However, the Count grew worse and worse till he was given up by the doctors. The passing bell was rung, and he lay expecting Death to come for him. But Death was not so near as the doctors thought, and still he lingered.

He seemed in a desperate condition, but he got neither better nor worse. He could neither live nor die; he suffered horribly, and called loudly on Death to put an end to his pains.

In this extremity he remembered what he had told the little spinner long ago. If Death was so slow in coming, it was because he was not ready to follow him, having no shroud for his burial.

He sent to fetch Renelde, placed her by his bedside, and ordered her at once to go on spinning his shroud.

Hardly had the spinner begun to work when the Count began to feel his pains grow less.

Then at last his heart melted; he was sorry for all the evil he had done out of pride, and implored Renelde to forgive him. So Renelde forgave him, and went on spinning night and day.

When the thread of the nettles was spun she wove it with her shuttle, and then cut the shroud and began to sew it.

And as before, when she sewed the Count felt his pains grow less, and the life sinking within him, and when the needle made the last stitch he gave his last sigh.

VIII

At the same hour Guilbert returned to the country, and, as he had never ceased to love Renelde, he married her eight days later.

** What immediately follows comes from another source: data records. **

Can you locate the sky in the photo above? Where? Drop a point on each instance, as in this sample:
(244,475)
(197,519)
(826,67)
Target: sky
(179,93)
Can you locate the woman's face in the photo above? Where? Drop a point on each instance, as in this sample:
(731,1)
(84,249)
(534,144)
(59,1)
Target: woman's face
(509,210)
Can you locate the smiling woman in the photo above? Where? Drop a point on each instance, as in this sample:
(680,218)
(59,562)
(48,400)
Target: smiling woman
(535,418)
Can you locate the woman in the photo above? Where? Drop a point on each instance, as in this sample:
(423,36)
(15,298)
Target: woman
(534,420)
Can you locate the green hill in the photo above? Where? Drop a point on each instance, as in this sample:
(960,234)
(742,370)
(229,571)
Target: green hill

He had lost two years of happiness, but comforted himself with thinking that his wife was a clever spinner, and, what was much more rare, a brave and good woman.24

FARMER WEATHERBEARD

THERE was once upon a time a man and a woman who had an only son, and he was called Jack. The woman thought that it was his duty to go out to service, and told her husband that he was to take him somewhere.

‘You must get him such a good place that he will become master of all masters,’ she said, and then she put some food and a roll of tobacco into a bag for them.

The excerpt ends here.